Common starters: spring-boot-starter-web (MVC + embedded server), spring-boot-starter-data-jpa (Spring Data JPA + Hibernate), spring-boot-starter-security, spring-boot-starter-test (JUnit, Mockito, AssertJ, Spring Test), spring-boot-starter-actuator (production monitoring endpoints).
Unlike traditional Java EE deployment (build a WAR, deploy it to a separately-installed application server), Spring Boot embeds the servlet container directly inside the application's own runnable JAR — the server runs as a library, inside the same JVM process, started by SpringApplication.run().
Default: spring-boot-starter-web pulls in spring-boot-starter-tomcat transitively, so Tomcat is the out-of-the-box default embedded container.

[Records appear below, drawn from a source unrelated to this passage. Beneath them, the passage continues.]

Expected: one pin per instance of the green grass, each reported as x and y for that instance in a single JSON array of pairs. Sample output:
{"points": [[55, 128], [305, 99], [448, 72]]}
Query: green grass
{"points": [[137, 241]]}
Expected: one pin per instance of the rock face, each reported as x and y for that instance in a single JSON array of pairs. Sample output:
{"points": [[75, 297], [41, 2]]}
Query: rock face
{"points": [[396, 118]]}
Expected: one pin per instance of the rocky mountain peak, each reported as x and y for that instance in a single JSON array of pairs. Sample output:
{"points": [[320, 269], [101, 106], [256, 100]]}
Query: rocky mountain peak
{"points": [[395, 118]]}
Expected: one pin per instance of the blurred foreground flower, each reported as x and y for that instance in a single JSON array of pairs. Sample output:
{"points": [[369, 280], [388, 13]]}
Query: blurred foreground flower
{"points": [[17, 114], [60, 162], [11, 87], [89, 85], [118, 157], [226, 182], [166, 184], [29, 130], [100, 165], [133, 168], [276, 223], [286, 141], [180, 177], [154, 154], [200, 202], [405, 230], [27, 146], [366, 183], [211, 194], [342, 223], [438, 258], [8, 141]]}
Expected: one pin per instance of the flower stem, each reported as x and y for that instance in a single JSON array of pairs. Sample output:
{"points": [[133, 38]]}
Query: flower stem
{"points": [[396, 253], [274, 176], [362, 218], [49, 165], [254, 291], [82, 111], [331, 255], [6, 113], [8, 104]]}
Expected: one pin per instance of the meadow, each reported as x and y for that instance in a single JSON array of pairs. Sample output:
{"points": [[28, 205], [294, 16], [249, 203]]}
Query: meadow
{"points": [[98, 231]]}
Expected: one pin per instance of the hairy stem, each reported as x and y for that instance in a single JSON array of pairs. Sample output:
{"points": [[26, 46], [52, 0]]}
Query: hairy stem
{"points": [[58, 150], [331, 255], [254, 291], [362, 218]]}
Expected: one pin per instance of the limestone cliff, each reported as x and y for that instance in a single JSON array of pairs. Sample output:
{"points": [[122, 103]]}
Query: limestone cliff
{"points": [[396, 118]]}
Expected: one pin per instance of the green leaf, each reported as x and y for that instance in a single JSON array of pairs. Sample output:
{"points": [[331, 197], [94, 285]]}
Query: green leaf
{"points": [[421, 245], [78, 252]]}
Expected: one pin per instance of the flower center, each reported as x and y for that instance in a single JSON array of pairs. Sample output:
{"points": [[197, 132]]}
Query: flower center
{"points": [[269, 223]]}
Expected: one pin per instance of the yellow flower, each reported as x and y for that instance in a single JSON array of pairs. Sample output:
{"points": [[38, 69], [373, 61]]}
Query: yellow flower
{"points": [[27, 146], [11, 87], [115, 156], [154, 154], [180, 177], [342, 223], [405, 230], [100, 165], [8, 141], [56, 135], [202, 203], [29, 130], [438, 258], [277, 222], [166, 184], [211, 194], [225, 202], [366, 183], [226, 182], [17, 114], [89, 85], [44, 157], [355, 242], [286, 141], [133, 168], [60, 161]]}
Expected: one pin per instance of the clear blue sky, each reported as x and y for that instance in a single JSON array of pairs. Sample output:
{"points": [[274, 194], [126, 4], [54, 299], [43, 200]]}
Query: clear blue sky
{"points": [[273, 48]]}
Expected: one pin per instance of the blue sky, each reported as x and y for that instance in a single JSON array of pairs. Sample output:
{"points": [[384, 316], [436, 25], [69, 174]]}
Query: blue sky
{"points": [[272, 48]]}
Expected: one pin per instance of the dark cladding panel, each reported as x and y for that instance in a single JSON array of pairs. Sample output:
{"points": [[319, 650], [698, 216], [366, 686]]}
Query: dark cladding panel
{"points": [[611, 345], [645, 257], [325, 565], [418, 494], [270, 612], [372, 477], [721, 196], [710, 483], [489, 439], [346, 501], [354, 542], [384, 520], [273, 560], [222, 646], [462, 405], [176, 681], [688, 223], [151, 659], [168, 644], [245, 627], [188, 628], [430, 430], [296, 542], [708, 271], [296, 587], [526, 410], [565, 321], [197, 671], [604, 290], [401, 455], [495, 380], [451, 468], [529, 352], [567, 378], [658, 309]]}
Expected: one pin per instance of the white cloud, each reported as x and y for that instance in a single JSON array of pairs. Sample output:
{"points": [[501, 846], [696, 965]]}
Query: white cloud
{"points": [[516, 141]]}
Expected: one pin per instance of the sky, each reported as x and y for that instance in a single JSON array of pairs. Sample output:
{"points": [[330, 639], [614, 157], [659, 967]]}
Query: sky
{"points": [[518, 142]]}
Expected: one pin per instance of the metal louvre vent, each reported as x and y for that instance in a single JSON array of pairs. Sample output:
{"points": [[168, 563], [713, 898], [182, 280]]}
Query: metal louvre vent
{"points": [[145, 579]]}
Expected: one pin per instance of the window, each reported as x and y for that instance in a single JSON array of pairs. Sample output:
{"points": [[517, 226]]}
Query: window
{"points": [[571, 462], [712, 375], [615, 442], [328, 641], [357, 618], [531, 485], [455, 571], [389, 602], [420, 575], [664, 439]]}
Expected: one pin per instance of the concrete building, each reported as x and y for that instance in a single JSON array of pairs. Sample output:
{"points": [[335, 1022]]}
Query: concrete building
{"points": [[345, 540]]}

Switching containers just means adjusting dependencies — exclude the default and add the alternative starter:
<dependency>
<groupId>org.springframework.boot</groupId>
<artifactId>spring-boot-starter-web</artifactId>
<exclusions>
<exclusion>
<groupId>org.springframework.boot</groupId>
<artifactId>spring-boot-starter-tomcat</artifactId>
</exclusion>
</exclusions>
</dependency>
<dependency>
<groupId>org.springframework.boot</groupId>
<artifactId>spring-boot-starter-undertow</artifactId>
</dependency>
Auto-configuration detects whichever server's classes are actually present on the classpath and configures that one — no other code changes needed, since Spring Boot's ServletWebServerFactory abstraction (TomcatServletWebServerFactory, JettyServletWebServerFactory, UndertowServletWebServerFactory) hides the container-specific setup behind a common interface.
Configuration happens through the same standard application.properties/application.yml keys regardless of which container is active:
server.port=8443
server.tomcat.max-threads=200
server.compression.enabled=true
Lifecycle: the embedded server starts as part of ApplicationContext refresh and stops as part of context shutdown — there's no separate "deploy" step; running the JAR (java -jar app.jar) both starts the Spring container and the web server together, which is a large part of why Spring Boot applications are simple to containerize (a Docker image just needs a JRE and the JAR).
Choosing between them in practice: Tomcat is the safe, well-understood default for most applications; Undertow is often chosen for a lighter memory footprint and strong non-blocking I/O performance (frequently paired with reactive/WebFlux applications); Jetty is a solid alternative with its own tuning characteristics, sometimes preferred in existing Jetty-based infrastructure.